This page details how to run the gene program interpretation and annotation dashboard for the 2024 IGVF Gene Program Jamboree. For more information on gene program inference and evaluation, please see the main repository README.
Make sure you have a Python environment manager like pyenv
or conda
installed (if you don't have one installed, we recommend installing miniconda).
Once you are in your Python environment, install the required packages by running the following command:
cd gene_network_evaluation/app/
pip install -r requirements.txt
Let an organizer know if you run into any issues with the installation.
You will you will need a Synapse account to access the large files considered for this jamboree. First create an account, then post your username to the IGVF Slack channel #jamboree-gene-programs-2024 to be granted access to these files. If you are interested in more general IGVF Synapse access, message Ben Hitz on slack with your Synapse username.
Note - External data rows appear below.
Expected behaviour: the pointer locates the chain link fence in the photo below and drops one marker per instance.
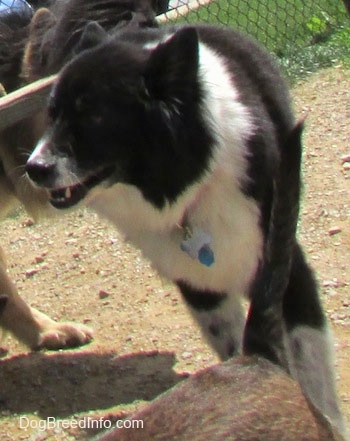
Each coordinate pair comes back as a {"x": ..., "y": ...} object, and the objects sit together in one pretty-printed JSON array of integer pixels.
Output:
[
  {"x": 277, "y": 24},
  {"x": 282, "y": 26}
]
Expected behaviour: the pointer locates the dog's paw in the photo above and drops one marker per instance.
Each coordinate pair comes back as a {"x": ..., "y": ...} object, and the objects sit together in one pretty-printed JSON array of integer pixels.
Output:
[
  {"x": 64, "y": 336},
  {"x": 55, "y": 335}
]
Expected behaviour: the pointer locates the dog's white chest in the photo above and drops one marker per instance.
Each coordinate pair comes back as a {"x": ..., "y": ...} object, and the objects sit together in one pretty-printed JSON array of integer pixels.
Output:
[{"x": 224, "y": 224}]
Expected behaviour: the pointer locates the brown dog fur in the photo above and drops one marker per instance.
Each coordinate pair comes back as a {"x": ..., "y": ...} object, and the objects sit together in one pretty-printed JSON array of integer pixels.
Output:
[{"x": 244, "y": 399}]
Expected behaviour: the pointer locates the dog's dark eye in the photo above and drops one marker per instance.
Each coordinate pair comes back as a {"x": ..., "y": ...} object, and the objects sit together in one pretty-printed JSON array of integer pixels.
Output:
[{"x": 86, "y": 107}]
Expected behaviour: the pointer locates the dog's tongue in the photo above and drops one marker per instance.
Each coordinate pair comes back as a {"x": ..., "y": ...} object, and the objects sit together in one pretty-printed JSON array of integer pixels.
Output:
[{"x": 67, "y": 197}]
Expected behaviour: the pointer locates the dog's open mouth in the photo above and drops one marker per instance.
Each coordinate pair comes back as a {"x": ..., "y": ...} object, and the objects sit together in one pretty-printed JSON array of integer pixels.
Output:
[{"x": 67, "y": 197}]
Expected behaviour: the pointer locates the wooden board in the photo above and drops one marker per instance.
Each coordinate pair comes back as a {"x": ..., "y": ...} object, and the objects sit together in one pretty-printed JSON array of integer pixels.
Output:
[{"x": 25, "y": 102}]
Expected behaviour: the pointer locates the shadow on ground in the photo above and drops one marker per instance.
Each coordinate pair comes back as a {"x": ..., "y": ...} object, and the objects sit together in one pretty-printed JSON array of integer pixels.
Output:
[{"x": 60, "y": 385}]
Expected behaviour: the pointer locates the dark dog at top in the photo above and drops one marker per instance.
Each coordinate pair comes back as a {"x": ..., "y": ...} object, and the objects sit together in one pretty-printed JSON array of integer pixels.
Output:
[
  {"x": 174, "y": 135},
  {"x": 35, "y": 42}
]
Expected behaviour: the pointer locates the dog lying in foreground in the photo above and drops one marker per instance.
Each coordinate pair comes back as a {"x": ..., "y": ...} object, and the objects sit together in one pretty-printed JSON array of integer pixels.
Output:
[
  {"x": 175, "y": 136},
  {"x": 246, "y": 398},
  {"x": 32, "y": 47}
]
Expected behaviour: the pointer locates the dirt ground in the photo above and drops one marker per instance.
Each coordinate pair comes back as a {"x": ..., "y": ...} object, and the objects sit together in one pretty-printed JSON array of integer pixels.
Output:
[{"x": 144, "y": 339}]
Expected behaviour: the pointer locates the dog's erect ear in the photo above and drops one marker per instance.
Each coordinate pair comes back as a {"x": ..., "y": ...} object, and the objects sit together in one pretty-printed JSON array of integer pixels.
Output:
[
  {"x": 160, "y": 6},
  {"x": 93, "y": 34},
  {"x": 173, "y": 66}
]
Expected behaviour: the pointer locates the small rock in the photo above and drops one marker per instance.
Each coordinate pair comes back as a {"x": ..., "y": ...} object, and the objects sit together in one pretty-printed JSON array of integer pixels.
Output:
[
  {"x": 331, "y": 283},
  {"x": 345, "y": 158},
  {"x": 334, "y": 230},
  {"x": 103, "y": 294},
  {"x": 31, "y": 272},
  {"x": 186, "y": 355}
]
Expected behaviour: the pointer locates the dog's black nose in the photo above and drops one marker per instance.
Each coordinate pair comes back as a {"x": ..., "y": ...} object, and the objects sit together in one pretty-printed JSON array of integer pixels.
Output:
[{"x": 41, "y": 172}]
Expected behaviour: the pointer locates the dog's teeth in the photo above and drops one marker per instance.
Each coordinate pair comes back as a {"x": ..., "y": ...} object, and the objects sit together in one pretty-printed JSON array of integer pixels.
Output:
[{"x": 68, "y": 193}]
The dashboard expects that you have run the both gene inference and evaluation pipeline in advance (see main README
for more details). For the purposes of the jamboree, we have done this for you for 4 datasets (in alphabetical order):
Bridge_Samples
-- IGVF left cerebral cortex brain samples mice. UCI performed snRNA-seq or "Split-seq" using the Parse Biosciences platformCharacterizationMcGinnis_Dataset6
-- H1 pancreatic diff, 7 timepoints (n=7; D3/7/11/18/32)Endothelial
-- TeloHAEC (endothelial model cell line) Perturb-seq dataset from [1]iPSC_EC
-- induced pluripotent stem cell (iPSC) derived endothelial cells (ECs) over a 3 day differentiation protocol
For each dataset we have run 3 program inference methods (factor_analysis
, cNMF
, and Topyfic
, with a few exceptions) and several evaluations. The results are organized on Synapse with the following structure:
datasets
- Contains the raw data for the datasets that can be input into the gene program inference methodsevaluation
- Contains the scripts and results for running the evaluation pipeline on the gene program inference resultsget_data
- Contains scripts for downloading the data from Synapseinference
- Contains the scripts and results for running the gene program inference methodsreport
- Contains the scripts and results for generating the report
Each of these subdirectories contains a README.md
and is subsequently organized by dataset.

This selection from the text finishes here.